Nate Burleson is a Believer in Najee Harris
Good Morning Football's NFL analyst Nate Burleson, a former NFL wideout, hitched his horse to the Najee Harris wagon Monday morning.
Burleson has made quite the name for himself in recent years for accurate predictions through bold analysis. During a segment of the NFL Network's morning program, Burleson said he thought Najee Harris could be "the guy" for the Pittsburgh Steelers.
"I'll go with the guy I felt like slid in the draft, and that's Najee Harris," Burleson said. "The Steelers averaged the fewest rushing yards per game in 2020. This is the Pittsburgh Steelers. This isn't old-school Steelers football."

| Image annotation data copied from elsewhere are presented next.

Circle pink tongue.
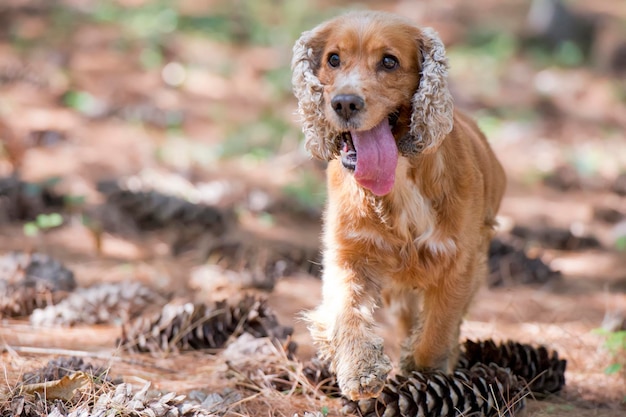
[350,117,398,196]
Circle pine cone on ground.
[0,252,76,318]
[22,356,113,384]
[459,340,567,395]
[30,282,166,326]
[488,237,560,287]
[98,181,231,236]
[344,364,526,417]
[120,296,292,353]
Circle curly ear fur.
[291,27,340,161]
[410,28,454,153]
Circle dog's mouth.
[339,112,398,196]
[339,111,400,171]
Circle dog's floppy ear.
[407,28,454,153]
[291,25,340,161]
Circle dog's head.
[292,12,453,193]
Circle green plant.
[595,329,626,378]
[23,213,63,236]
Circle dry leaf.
[21,372,89,401]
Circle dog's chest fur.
[326,158,456,285]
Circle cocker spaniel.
[292,12,505,400]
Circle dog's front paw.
[337,350,392,401]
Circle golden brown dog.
[292,12,505,399]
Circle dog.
[292,11,506,400]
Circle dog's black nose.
[330,94,365,120]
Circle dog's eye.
[380,55,398,70]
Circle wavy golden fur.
[292,12,505,399]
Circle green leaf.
[604,363,622,375]
[35,213,63,229]
[23,222,39,237]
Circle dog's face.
[292,12,453,195]
[317,16,420,139]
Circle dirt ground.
[0,0,626,417]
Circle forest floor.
[0,0,626,417]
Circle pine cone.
[30,282,165,326]
[0,176,65,223]
[344,364,526,417]
[488,238,560,287]
[98,181,230,236]
[302,358,341,396]
[459,340,567,395]
[22,356,113,385]
[0,252,76,318]
[120,296,292,352]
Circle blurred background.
[0,0,626,415]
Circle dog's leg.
[401,255,486,372]
[308,262,391,400]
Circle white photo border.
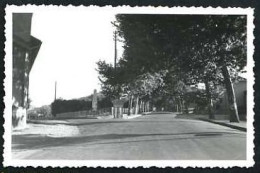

Burleson mentioned Harris was an elite talent in college and he'll bring a revival to the Steelers' trademark, smashmouth offense.
"If Jerome Bettis was The Bus, we're giving out nicknames today, got the Slim Reaper with DeVonta Smith... I feel like he might be the Greyhound Ground and Pound. He can put the team on his back and carry them as far as he needs to."
Harris was drafted with the 24th overall pick in the 2021 NFL Draft and is expected to carry a heavy workload as Burleson suggests. The Steelers did finish last in yards and yards per attempt and 27th in rushing touchdowns. The writing was on the wall all along that Harris would be drafted by Pittsburgh. Now that it's a reality, how Harris performs is all that's left to discover.
Burleson believes Harris's impact won't just be impressive on a rookie scale, but with respect to other big-time performers in the NFL, including the back who once held the career rushing title at Alabama before Harris began his career: Derrick Henry.
"He's going to have a Derrick Henry-like impact on the Pittsburgh Steelers," Burleson added later in the program, expanding upon his faith in Harris's ability.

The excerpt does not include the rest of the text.